For the first time in Portland, these units won’t be offered on a first-come, first-served basis. Instead, the Commons will offer housing to those they consider the most vulnerable. And that will include individuals who experience memory attention, organisation, social skills and anger management, all areas that can be directly affected by a brain injury.

Although the model is controversial, it could offer vital support for those recovering from brain injury. It also indicates a growing awareness of cognitive functioning and the important role it plays in a person’s ability to care for him- or her-self – especially amid the chaotic, deficient, and often dangerous circumstances of the streets.

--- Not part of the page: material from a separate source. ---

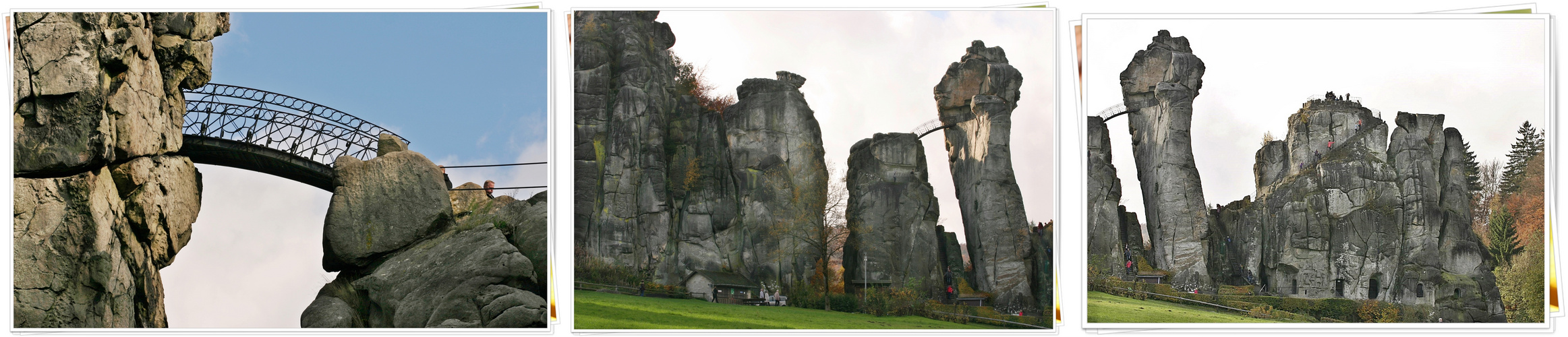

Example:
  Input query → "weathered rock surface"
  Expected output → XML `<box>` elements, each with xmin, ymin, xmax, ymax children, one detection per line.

According to Pat Murray, we still have a lot of work to do, and it needs to start with information. “Awareness has to happen first. And that awareness needs to start with those who serve homeless individuals.”

She offers Brain Injury Support Community as a resource to these providers. “We want to work together with people serving the homeless community – to help those who have already fallen through the cracks.”

And, she says, the time is right. “We have a real opportunity right now – brain injury is in the media and research is catching up with the reality. We’re just getting a lot smarter about brain injury.”

Nick Patton is living proof that with the right diagnosis, the right support, and a committed advocate, life can get better, even if it never goes back to normal.

Even 10 years on, Nick still feels the effects of his attack. Although the medications have helped dramatically, he still hears voices. But now he knows that they’re just voices and that they’re caused by the injury – he doesn’t have to listen to them. He can trust people again.

He also still struggles with some of the signature symptoms of brain injury – including memory and concentration. “It’s hard to keep my thoughts together. I can’t really read anymore – and if I do, I can’t remember it five minutes later.”

He says he’d like to go to school to be a case worker, to offer the same kind of support he’s gotten from others. But he knows it’s not in the cards. He says it would just be too much; to do the coursework needed to get the certificate.

But he’s learned to be happy again and to work around his symptoms. He sets his phone to remind him of appointments and tries not to promise that he’ll be somewhere on time. Social security covers his basic expenses. “I actually like paying my bills now. It makes me feel normal.”

But most importantly, Nick goes fishing. As often as he can, he goes out with a group of guys from AA to hit the best fishing spots in the city. It’s something he knows by heart – something the brain injury can’t take away from him.